The COVID-19 pandemic lent Cuomo renewed clout, both with the popularity he accrued through his daily press briefings and the emergency budget powers he was granted by the state legislature in March. If Democrats capture a supermajority in the chamber, holding 42 seats, they could theoretically shift the balance of power dramatically, forcing Cuomo to accept new tax hikes on the wealthy, single-payer healthcare, and other progressive pieces of legislation he would rather not enact. At the end of 2019, Cuomo also vetoed a wide range of bills.

Safe Together New York’s expenditure will help Republicans struggling with a severe cash disadvantage. As of July, Senate Republicans had banked a little more than $600,000 for their campaigns, compared to the more than $4.5 million sitting in Democratic coffers.

For years, Lauder and Cuomo have enjoyed a close relationship. Lauder and his family have donated nearly $400,000 to Cuomo’s gubernatorial campaigns over the last decade. As recently as January, the two men met when Cuomo traveled to Poland to promote efforts to combat anti-Semitism. Later in the year, during the pandemic, Cuomo praised Estee Lauder for donating tens of thousands of bottles of hand sanitizer.

Otherwise a major Republican donor, Lauder is a longtime friend of former U.S. Senator Al D’Amato, who has become an influential lobbyist since leaving office. D’Amato, a former GOP power broker, crossed the aisle to support Cuomo, hosting a fundraiser for the governor in 2019.

Browne, the attorney who helped set up Safe Together New York, was D’Amato’s co-counsel when they sued the City of Long Beach in 2017, attempting to overturn building permits for a contested superblock property.

One very competitive Senate Republican race was neglected by Lauder: former Westchester County Executive Rob Astorino’s attempt to unseat Senator Pete Harckham, who was narrowly elected just two years ago in a district Republicans long held.
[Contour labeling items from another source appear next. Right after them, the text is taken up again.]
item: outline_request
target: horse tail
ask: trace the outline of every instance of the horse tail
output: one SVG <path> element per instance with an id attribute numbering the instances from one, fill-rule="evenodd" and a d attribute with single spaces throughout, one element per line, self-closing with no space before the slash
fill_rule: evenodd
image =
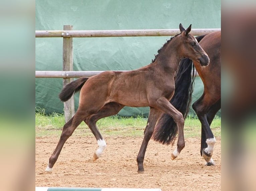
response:
<path id="1" fill-rule="evenodd" d="M 89 79 L 86 77 L 73 81 L 66 86 L 59 94 L 59 97 L 62 101 L 66 101 L 69 99 L 73 95 L 80 90 L 85 82 Z"/>
<path id="2" fill-rule="evenodd" d="M 200 42 L 206 35 L 197 37 L 198 41 Z M 184 119 L 191 104 L 195 73 L 192 60 L 188 58 L 181 60 L 175 78 L 174 95 L 170 102 L 182 113 Z M 172 117 L 163 113 L 156 125 L 152 138 L 163 144 L 173 145 L 177 133 L 178 127 Z"/>

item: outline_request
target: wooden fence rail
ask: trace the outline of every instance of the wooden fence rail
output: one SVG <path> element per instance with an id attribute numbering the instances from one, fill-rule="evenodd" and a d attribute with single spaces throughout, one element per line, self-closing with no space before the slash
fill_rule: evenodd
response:
<path id="1" fill-rule="evenodd" d="M 220 30 L 220 29 L 194 29 L 190 34 L 201 35 Z M 179 29 L 143 29 L 134 30 L 96 30 L 36 31 L 36 37 L 112 37 L 173 36 Z"/>
<path id="2" fill-rule="evenodd" d="M 64 25 L 63 30 L 35 31 L 36 38 L 63 38 L 63 71 L 36 71 L 36 78 L 61 78 L 63 86 L 72 82 L 73 78 L 83 76 L 90 77 L 102 71 L 75 71 L 73 70 L 73 37 L 110 37 L 173 36 L 179 33 L 179 29 L 143 29 L 132 30 L 73 30 L 72 25 Z M 190 33 L 195 36 L 220 31 L 221 29 L 192 29 Z M 75 114 L 74 96 L 64 103 L 64 115 L 68 122 Z"/>

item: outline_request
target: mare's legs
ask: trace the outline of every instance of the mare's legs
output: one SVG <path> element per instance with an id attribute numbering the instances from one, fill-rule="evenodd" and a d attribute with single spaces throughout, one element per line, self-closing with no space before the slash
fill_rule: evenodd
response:
<path id="1" fill-rule="evenodd" d="M 48 172 L 52 171 L 52 167 L 58 159 L 65 142 L 83 121 L 85 114 L 86 113 L 85 112 L 78 110 L 74 116 L 64 125 L 59 140 L 55 150 L 49 159 L 48 165 L 45 171 Z"/>
<path id="2" fill-rule="evenodd" d="M 208 147 L 206 148 L 203 149 L 202 150 L 203 156 L 207 162 L 210 162 L 210 163 L 212 163 L 213 164 L 214 164 L 214 162 L 211 159 L 213 155 L 214 147 L 214 144 L 216 142 L 216 140 L 210 127 L 210 125 L 207 119 L 207 114 L 213 105 L 212 103 L 213 102 L 216 103 L 216 105 L 214 105 L 214 106 L 213 106 L 212 113 L 211 112 L 208 114 L 209 121 L 211 123 L 216 113 L 215 113 L 214 115 L 213 114 L 215 113 L 215 110 L 218 108 L 219 105 L 220 105 L 220 100 L 219 101 L 216 100 L 218 101 L 216 102 L 212 100 L 213 98 L 214 98 L 212 96 L 209 97 L 206 96 L 204 93 L 202 96 L 192 105 L 192 107 L 197 113 L 198 118 L 202 124 L 202 132 L 203 133 L 205 133 L 202 134 L 203 136 L 202 137 L 201 142 L 203 141 L 205 142 L 205 140 L 204 139 L 205 139 L 206 137 L 206 140 L 205 141 L 205 142 L 207 144 Z M 220 103 L 218 103 L 219 101 Z M 219 109 L 216 111 L 216 112 Z M 202 146 L 202 144 L 201 144 Z"/>
<path id="3" fill-rule="evenodd" d="M 158 99 L 155 103 L 151 103 L 151 104 L 154 105 L 154 107 L 171 116 L 177 124 L 178 133 L 177 148 L 172 152 L 171 156 L 171 159 L 174 160 L 185 147 L 183 132 L 184 119 L 183 115 L 165 97 L 161 97 Z"/>
<path id="4" fill-rule="evenodd" d="M 96 113 L 87 117 L 84 120 L 97 140 L 99 147 L 93 155 L 93 160 L 95 161 L 101 155 L 107 146 L 105 141 L 99 131 L 96 123 L 99 119 L 117 114 L 124 106 L 116 102 L 110 102 L 105 105 Z"/>
<path id="5" fill-rule="evenodd" d="M 221 107 L 221 99 L 219 99 L 217 102 L 215 103 L 212 105 L 209 111 L 207 113 L 206 116 L 207 119 L 207 121 L 209 124 L 209 125 L 211 126 L 212 122 L 214 118 L 214 117 L 216 115 L 218 111 L 220 109 Z M 201 156 L 202 156 L 203 151 L 204 149 L 207 148 L 208 147 L 207 143 L 206 143 L 207 137 L 206 135 L 205 129 L 203 125 L 201 127 L 201 149 L 200 149 L 200 153 Z M 208 162 L 207 162 L 206 165 L 208 166 L 211 166 L 214 165 L 214 161 L 213 161 L 212 158 L 211 158 L 210 161 Z"/>
<path id="6" fill-rule="evenodd" d="M 146 150 L 147 149 L 148 141 L 151 138 L 154 132 L 155 126 L 160 114 L 162 113 L 160 111 L 153 107 L 150 107 L 149 114 L 148 116 L 147 126 L 144 130 L 144 138 L 140 149 L 137 156 L 138 164 L 138 172 L 142 173 L 144 171 L 143 161 L 144 160 Z"/>

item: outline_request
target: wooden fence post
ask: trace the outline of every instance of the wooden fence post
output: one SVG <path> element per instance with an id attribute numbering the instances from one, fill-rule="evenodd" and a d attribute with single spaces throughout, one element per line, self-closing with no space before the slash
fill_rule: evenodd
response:
<path id="1" fill-rule="evenodd" d="M 64 25 L 63 30 L 71 30 L 72 25 Z M 73 38 L 63 37 L 63 71 L 73 70 Z M 63 78 L 63 87 L 73 81 L 73 78 Z M 70 99 L 64 103 L 64 115 L 66 122 L 75 114 L 75 101 L 74 96 Z"/>

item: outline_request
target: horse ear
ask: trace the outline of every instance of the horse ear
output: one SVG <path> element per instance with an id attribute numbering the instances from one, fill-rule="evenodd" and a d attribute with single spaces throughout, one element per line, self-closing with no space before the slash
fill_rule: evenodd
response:
<path id="1" fill-rule="evenodd" d="M 192 24 L 190 24 L 189 26 L 186 29 L 186 31 L 185 32 L 185 33 L 186 34 L 186 35 L 188 35 L 189 32 L 191 31 L 191 25 L 192 25 Z"/>
<path id="2" fill-rule="evenodd" d="M 179 24 L 179 30 L 180 31 L 180 32 L 183 32 L 183 31 L 184 31 L 186 29 L 185 29 L 183 27 L 183 26 L 182 26 L 182 25 L 181 25 L 181 23 Z"/>

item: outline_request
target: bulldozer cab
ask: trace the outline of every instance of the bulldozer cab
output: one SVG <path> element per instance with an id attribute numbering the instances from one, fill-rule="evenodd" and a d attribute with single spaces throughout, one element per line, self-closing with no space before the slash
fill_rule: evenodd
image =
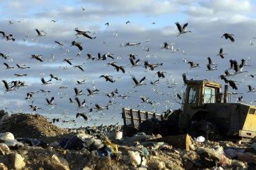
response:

Astorino, a conservative Republican running on a law-and-order platform, appeared to be an ideal candidate for Safe Together New York.

But Astorino ran against Cuomo for governor in 2014. The race was bitter and Astorino has remained an outspoken Cuomo critic

Rich Azzopardi, a spokesman for Cuomo, denied any link between Lauder’s outside expenditure and Cuomo himself.

“We’re proud of the legislation we passed and any connection to whatever this is exists only in the overactive minds of conspiracy nuts and perhaps those who choose to write about them,” Azzopardi said.

For now, Senate Democrats have chosen to highlight a billionaire’s intervention into a slew of Senate races rather than that billionaire’s relationship with Cuomo—at least openly.

“When corporate CEOs use their wealth in this way, it threatens the progress that we’ve been able to make with a Democratic Senate,” said State Senator Julia Salazar, a Brooklyn Democrat.